There's something evocative about the harmonic character of a spring. It has the tonal complexity of a cymbal or a bell. Sampling and repitching the spring into chords creates a powerful, dense cloud of overlapping harmonics that sounds somewhere between Romanian spectralism, Tibetan throat singing and Nurse With Wound. It's got such character that it can sustain experimental pieces all on its own. Or you can sample some strums, blunt the attack, add a bit of reverb and stick a cavernous kick drum under it for instant dark techno satisfaction. Or push a spring into the board to raise the pitch and hit it with a stick for a unique, twanging percussion sound.
The Spring Board is a one-trick pony. But if you're a fan of complex harmonics, that one trick is endlessly satisfying. Like the Sonic Forest, you're initially stumped by its limitations but this ends up forcing you to think of other ways of using it. Suddenly you're looking around for everyday objects to use as a beater or a bow.

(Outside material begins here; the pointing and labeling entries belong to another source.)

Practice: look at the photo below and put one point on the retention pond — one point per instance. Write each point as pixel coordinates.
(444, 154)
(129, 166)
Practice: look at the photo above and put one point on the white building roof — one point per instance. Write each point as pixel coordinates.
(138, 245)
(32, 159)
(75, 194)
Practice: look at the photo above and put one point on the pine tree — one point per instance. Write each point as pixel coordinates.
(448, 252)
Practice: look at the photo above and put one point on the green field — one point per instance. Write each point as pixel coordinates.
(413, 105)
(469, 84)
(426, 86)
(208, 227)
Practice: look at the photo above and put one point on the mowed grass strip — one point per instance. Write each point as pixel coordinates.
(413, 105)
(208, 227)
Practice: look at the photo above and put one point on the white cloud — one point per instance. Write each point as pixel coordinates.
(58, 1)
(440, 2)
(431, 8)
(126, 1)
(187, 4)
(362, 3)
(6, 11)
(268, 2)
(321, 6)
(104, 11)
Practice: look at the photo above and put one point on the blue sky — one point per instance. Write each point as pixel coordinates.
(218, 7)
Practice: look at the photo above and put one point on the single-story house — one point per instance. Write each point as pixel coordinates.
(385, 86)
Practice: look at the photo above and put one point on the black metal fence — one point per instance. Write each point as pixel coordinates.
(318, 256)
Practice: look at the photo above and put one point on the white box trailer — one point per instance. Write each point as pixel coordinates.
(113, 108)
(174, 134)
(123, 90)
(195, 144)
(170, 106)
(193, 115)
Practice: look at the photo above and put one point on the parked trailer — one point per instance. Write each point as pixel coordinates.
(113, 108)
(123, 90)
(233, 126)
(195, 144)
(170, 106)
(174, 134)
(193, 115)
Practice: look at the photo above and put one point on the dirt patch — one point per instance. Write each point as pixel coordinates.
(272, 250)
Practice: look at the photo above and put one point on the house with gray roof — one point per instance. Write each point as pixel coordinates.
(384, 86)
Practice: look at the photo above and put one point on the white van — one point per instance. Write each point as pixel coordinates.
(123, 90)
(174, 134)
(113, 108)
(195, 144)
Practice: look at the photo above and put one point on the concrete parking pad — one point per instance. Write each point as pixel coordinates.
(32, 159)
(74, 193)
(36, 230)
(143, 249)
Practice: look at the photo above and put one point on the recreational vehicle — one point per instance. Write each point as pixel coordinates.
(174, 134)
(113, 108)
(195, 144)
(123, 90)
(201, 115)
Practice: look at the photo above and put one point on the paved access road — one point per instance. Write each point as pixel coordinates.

These aren't products made by a corporation or even a small business. This stuff is handmade, pretty affordable and made by an individual. Nevertheless, I was treated very well by Mr. Electro Lobotomy—he even sent me another spring after the first was lost in customs. They're possibly fragile but I've dropped both of them and taken them on aeroplanes without causing any discernible damage. You might be sold on the demo videos alone, but I highly recommend checking these out because they can add a quality to your music that you'd otherwise never get unless you built something similar yourself.